When the door was shut, Cyril jumped out of bed to watch her go, and so occupied was he over her danger, that he forget his own hurt and did not limp at all.

Up and down the garden paths his mother and father were walking, his mother's arm through his father's, and a happy peaceful look on her face. The thought ran through the boy's mind, how little grown up ones know of the troubles of childhood. Nancy was rolling with baby on the little lawn, singing—

"John, John, John, the grey goose is gone,
The fox is away o'er the hill, Oh!"

and he thought how good it was to be a girl—a goose—a fox—anything but a boy!

Then he crept back to bed, covered up his head and began to cry. For he was afraid that Betty would be hurt—and once again had he hung back when he should have gone forward. And his heart told him that again he had been a coward.

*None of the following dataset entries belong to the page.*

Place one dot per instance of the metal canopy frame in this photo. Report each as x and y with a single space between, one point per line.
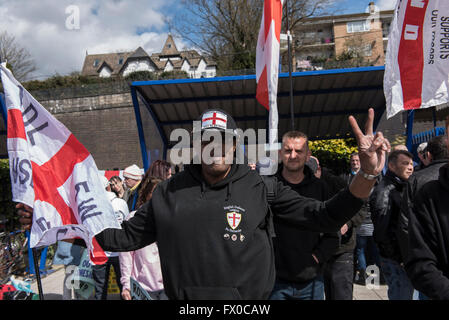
165 100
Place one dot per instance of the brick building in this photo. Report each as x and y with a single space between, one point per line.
321 38
169 59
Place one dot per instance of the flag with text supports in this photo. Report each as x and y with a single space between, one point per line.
267 63
52 172
417 58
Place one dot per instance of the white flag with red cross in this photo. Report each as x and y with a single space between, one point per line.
267 62
417 59
52 172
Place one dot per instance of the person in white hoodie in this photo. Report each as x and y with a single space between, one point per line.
143 265
100 273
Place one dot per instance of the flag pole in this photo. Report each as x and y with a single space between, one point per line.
290 70
38 274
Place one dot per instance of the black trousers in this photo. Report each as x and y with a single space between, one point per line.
100 274
338 277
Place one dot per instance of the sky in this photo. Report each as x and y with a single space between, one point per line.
58 33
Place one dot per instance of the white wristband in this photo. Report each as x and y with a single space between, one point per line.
368 176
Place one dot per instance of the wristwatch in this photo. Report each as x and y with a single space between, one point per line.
368 176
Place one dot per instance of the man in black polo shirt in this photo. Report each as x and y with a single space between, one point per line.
300 255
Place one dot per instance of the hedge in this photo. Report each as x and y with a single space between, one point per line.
334 154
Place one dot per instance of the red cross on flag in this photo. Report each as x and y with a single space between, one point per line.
214 120
267 62
52 172
417 58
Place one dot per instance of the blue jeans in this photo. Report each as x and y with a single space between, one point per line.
399 285
100 274
313 290
365 243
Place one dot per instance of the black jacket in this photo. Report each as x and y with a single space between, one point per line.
428 256
414 183
293 249
215 242
385 204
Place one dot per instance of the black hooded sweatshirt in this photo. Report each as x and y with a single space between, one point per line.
293 249
428 254
215 241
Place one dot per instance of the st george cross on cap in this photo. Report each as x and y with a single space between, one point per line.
214 119
217 119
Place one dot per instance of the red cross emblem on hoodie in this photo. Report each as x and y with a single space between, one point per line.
234 219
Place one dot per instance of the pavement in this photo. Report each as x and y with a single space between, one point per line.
52 288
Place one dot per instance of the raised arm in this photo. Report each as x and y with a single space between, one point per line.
137 232
331 215
372 152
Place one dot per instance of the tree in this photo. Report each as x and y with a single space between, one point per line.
17 57
227 30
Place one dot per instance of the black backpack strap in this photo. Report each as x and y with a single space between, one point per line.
270 183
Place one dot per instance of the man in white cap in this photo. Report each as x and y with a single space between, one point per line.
100 273
213 221
132 177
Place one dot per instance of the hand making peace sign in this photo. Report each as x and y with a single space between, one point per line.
372 148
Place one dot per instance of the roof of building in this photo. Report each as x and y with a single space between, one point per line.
90 68
169 48
169 51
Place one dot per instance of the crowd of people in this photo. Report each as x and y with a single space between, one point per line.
214 231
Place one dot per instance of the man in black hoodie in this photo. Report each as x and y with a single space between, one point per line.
385 205
428 256
213 223
437 154
300 255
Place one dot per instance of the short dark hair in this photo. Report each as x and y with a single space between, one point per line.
296 135
353 154
394 155
437 148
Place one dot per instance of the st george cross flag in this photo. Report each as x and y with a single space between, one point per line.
52 172
417 59
267 62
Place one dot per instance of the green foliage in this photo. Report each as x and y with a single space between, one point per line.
58 81
334 154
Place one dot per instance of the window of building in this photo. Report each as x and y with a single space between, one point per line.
358 26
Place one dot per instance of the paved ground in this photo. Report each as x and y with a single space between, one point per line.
52 288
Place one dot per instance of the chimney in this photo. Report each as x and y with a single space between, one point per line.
372 7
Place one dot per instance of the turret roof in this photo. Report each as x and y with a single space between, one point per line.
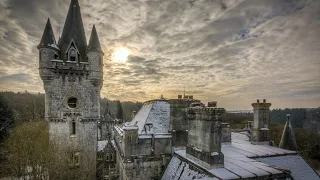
73 30
48 39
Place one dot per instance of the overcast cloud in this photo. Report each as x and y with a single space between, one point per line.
233 51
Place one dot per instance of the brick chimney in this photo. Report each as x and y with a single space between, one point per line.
204 136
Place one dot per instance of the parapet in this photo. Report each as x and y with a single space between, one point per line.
259 104
206 110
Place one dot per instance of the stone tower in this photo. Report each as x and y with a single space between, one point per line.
204 136
261 120
72 74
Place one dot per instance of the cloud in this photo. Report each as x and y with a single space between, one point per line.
225 50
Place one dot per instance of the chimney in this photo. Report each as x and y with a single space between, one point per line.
204 144
226 132
133 114
212 104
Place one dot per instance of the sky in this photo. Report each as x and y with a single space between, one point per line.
230 51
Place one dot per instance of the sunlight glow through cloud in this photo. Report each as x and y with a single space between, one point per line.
120 55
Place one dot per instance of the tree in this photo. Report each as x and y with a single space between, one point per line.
6 118
26 151
119 111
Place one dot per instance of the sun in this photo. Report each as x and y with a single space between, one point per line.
120 55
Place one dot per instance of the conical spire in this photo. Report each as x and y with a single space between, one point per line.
94 43
73 30
288 141
47 39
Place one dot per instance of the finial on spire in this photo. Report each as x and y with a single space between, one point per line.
73 30
94 43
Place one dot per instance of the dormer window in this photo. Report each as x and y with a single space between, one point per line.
73 55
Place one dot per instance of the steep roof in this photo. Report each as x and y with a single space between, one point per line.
94 43
242 160
288 141
155 113
47 39
73 30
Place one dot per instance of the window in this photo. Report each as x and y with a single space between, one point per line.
73 127
72 102
73 55
55 56
74 159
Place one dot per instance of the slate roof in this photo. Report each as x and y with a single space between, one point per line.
242 160
48 39
94 43
73 30
296 164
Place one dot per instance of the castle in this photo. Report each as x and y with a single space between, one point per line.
167 139
72 74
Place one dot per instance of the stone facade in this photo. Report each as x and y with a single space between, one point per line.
204 136
72 92
179 120
261 120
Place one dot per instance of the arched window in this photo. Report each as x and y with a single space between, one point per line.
73 55
72 102
73 127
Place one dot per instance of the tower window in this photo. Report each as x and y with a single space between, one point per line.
73 127
73 55
74 158
72 102
55 56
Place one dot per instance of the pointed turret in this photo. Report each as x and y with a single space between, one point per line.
94 43
288 141
73 32
47 39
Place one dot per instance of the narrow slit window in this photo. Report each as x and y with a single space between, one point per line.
73 126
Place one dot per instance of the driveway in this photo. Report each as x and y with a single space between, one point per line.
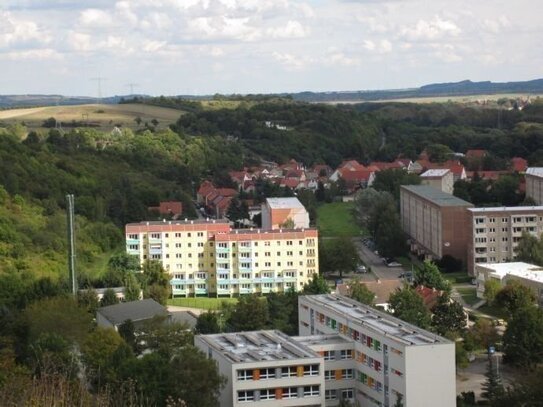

Down by the willows John Brown was waiting. He had very much enjoyed issuing his "challenge" but he felt morally certain that it would not be accepted. He was therefore surprised when he saw his small adversary approaching him in the dusk.

Who shall say what fancies were running riot in his head! He was a squire going to punish a rash youth for trying to thrust himself into their family. He, his grandfather's grandson, was going to thrash a foolish boy for taking his grandfather's name in vain!

Meanwhile his little foe came on, over the rough sun-burnt grass, over a fallen tree through a small stretch of denser scrub, to the very shores of the "coral island sea." And the baby-moon chose the moment of their meeting to slip behind a cloud and leave the world in semi-darkness.

"Well done, Bruce!" said Brown coming forward and speaking in a hearty tone; "I didn't believe you'd come—I didn't think you had a fight in you."

"We Bruces fight till we die!" piped Betty, and bit her lip to still its quivering.